I guess Points 1 and 2 are valid. Under what scenarios should I remove a neighbor or a grid from the opened list and/or closed list?

As for the cost function test, I'm not clearly in the picture on the subject of creating a condition that evaluates whether the neighbor is allowed to be in the open list while not determining whether that same neighbor satisfies itself being in the closed list.

What I'm saying is that, there may be two or more possible solutions. For example, I expected two different solutions, so I couldn't create a more specific condition when calculating the cost for the squares and parents individually. My hypothesis is, if I used "greater than or equals to" condition, I might be able to satisfy all conditions in this situation, but I didn't. I'm all ears on the cost function test problem, and how I should rethink my logic on this part.

[quote name='Postie' timestamp='1329781573' post='4914997']
4. Why do you recalculate the goal square in findBestPath()?
[/quote]

Shouldn't it be included in the total cost from a parent square to the target square?

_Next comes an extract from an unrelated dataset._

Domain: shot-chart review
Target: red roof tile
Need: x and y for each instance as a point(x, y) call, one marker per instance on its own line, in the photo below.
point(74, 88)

[quote name='Postie' timestamp='1329781573' post='4914997']
Incidentally, what's your getcost() function look like?
[/quote]

Here you go!

[CODE]
private double getLocalCost(Square goal){
if (this.flag == Square.START)
return 0.0;
localCost = 1.0 * (Math.abs(x - goal.x) + Math.abs(y - goal.y));
return localCost;
}

public double getParentCost(){
if (this.flag == Square.START)
return 0.0;
if (parentCost == 0.0)
parentCost = 1.0 + 0.5 * (this.parent.getParentCost() - 1.0);
return parentCost;
}

public double getCost(Square goal){
if (this.flag == Square.START)
return 0.0;
return getLocalCost(goal) + getParentCost();
}
[/CODE]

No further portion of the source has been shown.